An “earworm” is a song element that is so catchy, you’re involuntarily forced to repeat it in your mind—it really gets stuck in your head. Though it’s usually melody or hook, it can also be as simple as a bit of mental imagery. The most recent one I despise is the chorus of “Honey I’m Good,” by Andy Gramer. If anyone starts singing that, it takes up residence in my head for a while.
The study consisted of polling 3,000 people, ages 12-81, for songs they thought caused “involuntary musical imagery” (INMI). The top five results were: “Bad Romance,” by Lady Gaga (named 33 times). “Can’t Get You Out of My Head,” by Kylie Minogue (24 times). “Don’t Stop Believing,” by Journey (21 times). “Somebody That I Used to Know,” by Goyte (the newest song in the top 9 songs; 21 times). “Moves Like Jagger,” by Maroon 5 (19 times).
They then compared the top 100 answers to 100 songs that were never mentioned by any participant to see what the differences are.
In general, a catchy song has a melodic curve common to music globally and a faster average tempo. Being more popular and recent is another factor which adds to the likelihood of a song being classified as INMI. The catchier songs also have “less common average gradients between melodic turning points,” when compared to an average of other popular music.
For the full study, click here. Results of the study begin on page 7 of the PDF.

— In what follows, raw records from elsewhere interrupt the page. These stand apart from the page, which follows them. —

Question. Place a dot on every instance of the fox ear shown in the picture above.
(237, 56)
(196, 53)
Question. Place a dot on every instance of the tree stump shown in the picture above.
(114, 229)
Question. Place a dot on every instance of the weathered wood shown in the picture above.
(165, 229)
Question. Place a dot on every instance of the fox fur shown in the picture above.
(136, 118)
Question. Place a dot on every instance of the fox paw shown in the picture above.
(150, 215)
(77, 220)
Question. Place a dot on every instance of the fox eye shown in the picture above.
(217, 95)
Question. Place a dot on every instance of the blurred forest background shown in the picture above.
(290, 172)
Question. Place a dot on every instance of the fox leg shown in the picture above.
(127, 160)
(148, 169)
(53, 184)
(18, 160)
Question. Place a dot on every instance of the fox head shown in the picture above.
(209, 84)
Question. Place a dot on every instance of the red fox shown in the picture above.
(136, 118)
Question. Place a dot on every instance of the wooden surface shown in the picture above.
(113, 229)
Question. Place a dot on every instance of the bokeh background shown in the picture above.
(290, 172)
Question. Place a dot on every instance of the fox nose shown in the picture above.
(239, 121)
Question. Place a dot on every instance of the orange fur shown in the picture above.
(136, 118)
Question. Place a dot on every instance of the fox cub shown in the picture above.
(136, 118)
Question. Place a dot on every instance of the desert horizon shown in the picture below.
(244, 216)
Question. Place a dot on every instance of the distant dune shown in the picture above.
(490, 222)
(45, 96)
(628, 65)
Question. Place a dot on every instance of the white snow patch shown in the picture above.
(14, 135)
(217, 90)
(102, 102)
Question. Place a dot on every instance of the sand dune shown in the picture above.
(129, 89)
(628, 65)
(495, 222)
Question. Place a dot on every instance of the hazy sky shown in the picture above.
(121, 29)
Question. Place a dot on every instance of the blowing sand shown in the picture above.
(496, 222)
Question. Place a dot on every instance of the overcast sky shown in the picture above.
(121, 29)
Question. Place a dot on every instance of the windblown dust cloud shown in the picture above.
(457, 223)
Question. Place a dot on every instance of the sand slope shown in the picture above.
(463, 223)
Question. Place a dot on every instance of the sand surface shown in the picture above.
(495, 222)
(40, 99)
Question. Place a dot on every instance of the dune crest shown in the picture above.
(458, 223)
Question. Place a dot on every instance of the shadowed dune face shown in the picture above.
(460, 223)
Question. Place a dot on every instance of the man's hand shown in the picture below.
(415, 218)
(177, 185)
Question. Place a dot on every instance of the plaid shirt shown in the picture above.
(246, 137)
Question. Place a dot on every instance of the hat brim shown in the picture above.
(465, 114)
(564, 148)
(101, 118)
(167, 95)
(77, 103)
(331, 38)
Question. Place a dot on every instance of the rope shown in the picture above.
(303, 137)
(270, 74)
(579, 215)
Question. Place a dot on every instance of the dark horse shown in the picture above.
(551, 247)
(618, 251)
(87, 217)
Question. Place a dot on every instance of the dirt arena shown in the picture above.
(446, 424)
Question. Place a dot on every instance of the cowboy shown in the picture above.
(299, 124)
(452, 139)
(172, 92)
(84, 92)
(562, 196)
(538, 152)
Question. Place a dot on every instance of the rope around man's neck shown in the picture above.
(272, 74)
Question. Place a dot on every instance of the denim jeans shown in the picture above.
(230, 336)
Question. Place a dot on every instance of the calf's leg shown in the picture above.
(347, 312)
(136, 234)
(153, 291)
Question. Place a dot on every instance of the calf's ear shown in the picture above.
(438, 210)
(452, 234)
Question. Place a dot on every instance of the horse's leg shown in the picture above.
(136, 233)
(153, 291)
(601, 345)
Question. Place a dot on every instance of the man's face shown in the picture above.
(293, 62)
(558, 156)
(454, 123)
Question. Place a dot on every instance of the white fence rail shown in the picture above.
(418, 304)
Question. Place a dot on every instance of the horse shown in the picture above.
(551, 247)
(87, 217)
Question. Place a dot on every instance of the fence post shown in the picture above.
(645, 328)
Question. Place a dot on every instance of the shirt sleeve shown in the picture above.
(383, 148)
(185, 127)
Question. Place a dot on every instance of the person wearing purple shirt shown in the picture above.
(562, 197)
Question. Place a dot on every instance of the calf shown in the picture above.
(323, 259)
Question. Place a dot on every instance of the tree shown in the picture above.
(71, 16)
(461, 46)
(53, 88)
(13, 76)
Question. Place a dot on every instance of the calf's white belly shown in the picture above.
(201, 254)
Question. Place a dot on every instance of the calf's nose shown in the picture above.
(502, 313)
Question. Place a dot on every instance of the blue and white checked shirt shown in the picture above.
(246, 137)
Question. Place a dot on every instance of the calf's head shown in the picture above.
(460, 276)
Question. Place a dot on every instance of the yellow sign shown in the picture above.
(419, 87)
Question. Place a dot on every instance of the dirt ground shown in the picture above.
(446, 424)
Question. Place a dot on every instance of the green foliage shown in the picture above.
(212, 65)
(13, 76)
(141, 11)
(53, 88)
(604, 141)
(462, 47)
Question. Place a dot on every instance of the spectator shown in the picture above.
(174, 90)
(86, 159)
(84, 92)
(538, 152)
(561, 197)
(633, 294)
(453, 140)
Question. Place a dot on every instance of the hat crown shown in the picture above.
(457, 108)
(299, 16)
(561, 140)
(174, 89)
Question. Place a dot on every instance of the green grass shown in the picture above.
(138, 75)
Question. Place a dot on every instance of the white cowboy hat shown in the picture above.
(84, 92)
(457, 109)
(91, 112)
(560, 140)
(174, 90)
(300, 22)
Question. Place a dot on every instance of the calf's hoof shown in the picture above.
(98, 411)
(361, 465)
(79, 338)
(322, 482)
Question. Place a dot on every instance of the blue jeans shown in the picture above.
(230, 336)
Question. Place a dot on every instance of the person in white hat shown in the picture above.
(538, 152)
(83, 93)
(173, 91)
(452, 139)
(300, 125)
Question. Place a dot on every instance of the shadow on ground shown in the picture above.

For in-depth help on songwriting, the book that tops lists more than any other is “Writing Better Lyrics,” by Pat Pattison. Pattison is a teacher at Berklee; I assume much of what he teaches in his three, $1,250 classes is contained in his book. The one I’d recommend for scholars who want a history of songwriting with amazing, practical ideas is “Tunesmith,” by Jimmy Webb. Webb is a legendary songwriter with an incredible slew of accolades. This book should not be ignored if you’re serious about the art.